The deejay/producer says chart placing should be based on numbers relating to sales, radio spins and popularity.
“I don’t know where Jamaica get this under tree business for dancehall and the music industry in general. Why can’t you just run a survey per week or per two weeks and see what is the buzzing song? Get in contact with the distributors and see which artiste is moving the units. The Hapilos chart is based on sales, but dancehall needs a system or a body that can represent the music and put business in the right perspective,” he said.
Hitmaker told THE STAR that it’s painful to see producers and artistes go through all the right channels to produce quality songs, only to see the music fall on deaf ears.
“It’s like we are watching how hip hop and pop music work, yet we are not learning because we continue to undermine our own creativity. That is why foreigners can hear our music and take it and make money and profit. Perhaps if we were doing the right thing, we would be able to get another category in the Grammy for dancehall and more international recognition,” he said.
The STAR contacted a popular publicist/chart manager, who wished to remain anonymous. He told the STAR that putting a price on chart success is necessary. He also believes Hitmaker is living in a dream world if he thinks overseas charts are not rigged.

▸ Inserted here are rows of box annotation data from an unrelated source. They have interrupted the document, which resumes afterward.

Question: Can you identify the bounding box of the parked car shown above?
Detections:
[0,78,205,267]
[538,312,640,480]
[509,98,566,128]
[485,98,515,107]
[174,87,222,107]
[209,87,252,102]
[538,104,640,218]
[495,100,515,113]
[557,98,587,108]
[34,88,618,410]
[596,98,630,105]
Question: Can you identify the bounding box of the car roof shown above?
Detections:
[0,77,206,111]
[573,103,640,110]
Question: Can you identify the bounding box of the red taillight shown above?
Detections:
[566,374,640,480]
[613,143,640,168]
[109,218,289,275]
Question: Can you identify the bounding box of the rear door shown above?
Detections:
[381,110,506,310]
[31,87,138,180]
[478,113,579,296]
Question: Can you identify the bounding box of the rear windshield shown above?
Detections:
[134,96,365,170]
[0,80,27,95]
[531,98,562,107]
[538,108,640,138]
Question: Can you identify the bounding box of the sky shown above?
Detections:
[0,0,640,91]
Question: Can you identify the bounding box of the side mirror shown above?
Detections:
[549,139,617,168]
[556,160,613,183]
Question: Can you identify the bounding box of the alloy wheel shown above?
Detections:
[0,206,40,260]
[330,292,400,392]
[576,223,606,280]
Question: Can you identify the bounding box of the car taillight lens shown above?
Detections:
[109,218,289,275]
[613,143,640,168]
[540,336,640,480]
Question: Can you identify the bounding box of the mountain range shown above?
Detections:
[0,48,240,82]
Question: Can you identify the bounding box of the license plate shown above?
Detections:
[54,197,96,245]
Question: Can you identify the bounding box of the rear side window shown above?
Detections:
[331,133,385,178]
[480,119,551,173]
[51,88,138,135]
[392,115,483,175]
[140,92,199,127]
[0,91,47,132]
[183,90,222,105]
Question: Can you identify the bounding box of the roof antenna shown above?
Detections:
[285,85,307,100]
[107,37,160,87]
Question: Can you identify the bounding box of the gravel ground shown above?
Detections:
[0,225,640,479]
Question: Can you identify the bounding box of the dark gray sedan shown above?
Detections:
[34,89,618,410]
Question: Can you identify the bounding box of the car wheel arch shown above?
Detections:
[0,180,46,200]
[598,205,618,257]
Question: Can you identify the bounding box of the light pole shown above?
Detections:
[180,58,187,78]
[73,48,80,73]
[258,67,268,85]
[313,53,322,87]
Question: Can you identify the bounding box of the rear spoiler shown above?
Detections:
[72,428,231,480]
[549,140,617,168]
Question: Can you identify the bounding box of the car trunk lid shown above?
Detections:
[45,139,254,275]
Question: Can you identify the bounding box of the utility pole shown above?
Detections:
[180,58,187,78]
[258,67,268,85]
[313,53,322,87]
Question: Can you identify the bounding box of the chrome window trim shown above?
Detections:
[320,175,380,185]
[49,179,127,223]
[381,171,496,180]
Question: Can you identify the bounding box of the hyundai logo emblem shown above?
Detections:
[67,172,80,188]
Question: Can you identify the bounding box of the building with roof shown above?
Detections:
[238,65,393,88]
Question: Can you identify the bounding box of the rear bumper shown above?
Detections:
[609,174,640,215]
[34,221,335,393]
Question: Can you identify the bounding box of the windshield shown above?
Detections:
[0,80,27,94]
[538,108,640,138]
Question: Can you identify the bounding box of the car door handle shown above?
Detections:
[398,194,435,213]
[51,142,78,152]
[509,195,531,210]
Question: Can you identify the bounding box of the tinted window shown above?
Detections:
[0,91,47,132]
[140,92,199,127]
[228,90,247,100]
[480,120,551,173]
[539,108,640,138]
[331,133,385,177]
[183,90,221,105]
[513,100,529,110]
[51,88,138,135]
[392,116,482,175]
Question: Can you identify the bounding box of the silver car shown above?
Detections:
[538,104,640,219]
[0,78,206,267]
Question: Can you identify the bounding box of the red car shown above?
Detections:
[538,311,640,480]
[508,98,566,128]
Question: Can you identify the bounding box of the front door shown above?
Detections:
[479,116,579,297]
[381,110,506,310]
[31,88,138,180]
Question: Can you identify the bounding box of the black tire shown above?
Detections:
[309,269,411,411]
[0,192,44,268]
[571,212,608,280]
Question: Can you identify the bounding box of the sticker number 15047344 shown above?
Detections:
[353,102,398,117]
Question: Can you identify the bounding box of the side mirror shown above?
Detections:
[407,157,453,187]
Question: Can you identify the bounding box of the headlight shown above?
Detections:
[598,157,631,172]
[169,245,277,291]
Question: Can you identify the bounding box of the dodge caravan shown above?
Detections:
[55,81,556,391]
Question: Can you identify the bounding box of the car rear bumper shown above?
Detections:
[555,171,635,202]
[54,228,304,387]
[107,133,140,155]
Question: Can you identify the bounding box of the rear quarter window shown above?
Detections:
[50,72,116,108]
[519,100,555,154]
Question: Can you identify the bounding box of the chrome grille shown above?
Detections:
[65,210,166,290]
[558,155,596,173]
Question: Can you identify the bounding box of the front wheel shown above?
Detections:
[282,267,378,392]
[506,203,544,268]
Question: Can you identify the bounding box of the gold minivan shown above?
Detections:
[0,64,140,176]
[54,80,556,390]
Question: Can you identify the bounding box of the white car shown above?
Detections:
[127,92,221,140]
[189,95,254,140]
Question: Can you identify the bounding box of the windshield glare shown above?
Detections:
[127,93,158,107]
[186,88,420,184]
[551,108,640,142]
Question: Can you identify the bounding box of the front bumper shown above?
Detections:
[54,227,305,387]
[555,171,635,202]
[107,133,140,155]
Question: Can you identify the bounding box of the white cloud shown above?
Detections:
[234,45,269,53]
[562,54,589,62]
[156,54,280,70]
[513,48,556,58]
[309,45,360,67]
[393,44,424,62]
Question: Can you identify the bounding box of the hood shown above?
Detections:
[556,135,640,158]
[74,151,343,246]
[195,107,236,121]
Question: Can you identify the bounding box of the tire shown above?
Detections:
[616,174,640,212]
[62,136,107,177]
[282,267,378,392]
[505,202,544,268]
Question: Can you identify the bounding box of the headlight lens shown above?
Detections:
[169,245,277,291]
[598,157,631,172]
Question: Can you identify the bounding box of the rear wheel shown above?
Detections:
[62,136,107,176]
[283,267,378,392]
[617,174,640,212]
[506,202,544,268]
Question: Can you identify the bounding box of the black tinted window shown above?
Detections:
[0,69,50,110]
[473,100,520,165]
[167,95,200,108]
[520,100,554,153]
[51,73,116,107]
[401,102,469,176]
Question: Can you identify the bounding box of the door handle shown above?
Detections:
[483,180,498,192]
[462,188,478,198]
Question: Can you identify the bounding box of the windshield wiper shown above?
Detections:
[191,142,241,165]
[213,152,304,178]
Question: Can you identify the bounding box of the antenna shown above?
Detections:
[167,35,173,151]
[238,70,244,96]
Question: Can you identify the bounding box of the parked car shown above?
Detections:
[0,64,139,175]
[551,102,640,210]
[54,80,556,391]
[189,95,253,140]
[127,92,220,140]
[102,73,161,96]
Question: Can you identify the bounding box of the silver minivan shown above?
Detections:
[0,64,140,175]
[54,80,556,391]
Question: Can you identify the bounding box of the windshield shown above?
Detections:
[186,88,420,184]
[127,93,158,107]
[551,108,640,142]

“It is a necessary evil. We, as publicists, have a job to get our artistes out by any means necessary, so if it comes with a cost we are willing to pay it. Overseas it’s the same thing, but it’s on a bigger scale and more formal. The major record labels own the radio stations and so they get special placements for their artistes so it’s the same thing like payola. That is why it is so hard for unsigned Jamaican artistes to get on foreign charts,” the chart manager said.
He also pointed out that Drake signed a US$30-million deal with Apple music, which is a company that operates a music streaming service, and Drake is now the number one streamed artiste in the world. His recent album, VIEWS, has been streamed one billion times.
Stampede Lammie has been operating his music chart Stampede Street Chart for 10 years and is featured on 85 radio stations worldwide. He told The STAR that he is unaware of charts which have been charging artistes and producers to play their songs.
Stampede also said he ignores record sales since records are no longer selling, but rather ranks his songs in order of popularity. While not willing to throw competing charts under the bus, he did highlight that there are too many charts in Jamaica.
“The only thing I charge for is to promote artistes like features on my page not to be on the chart itself,” he said.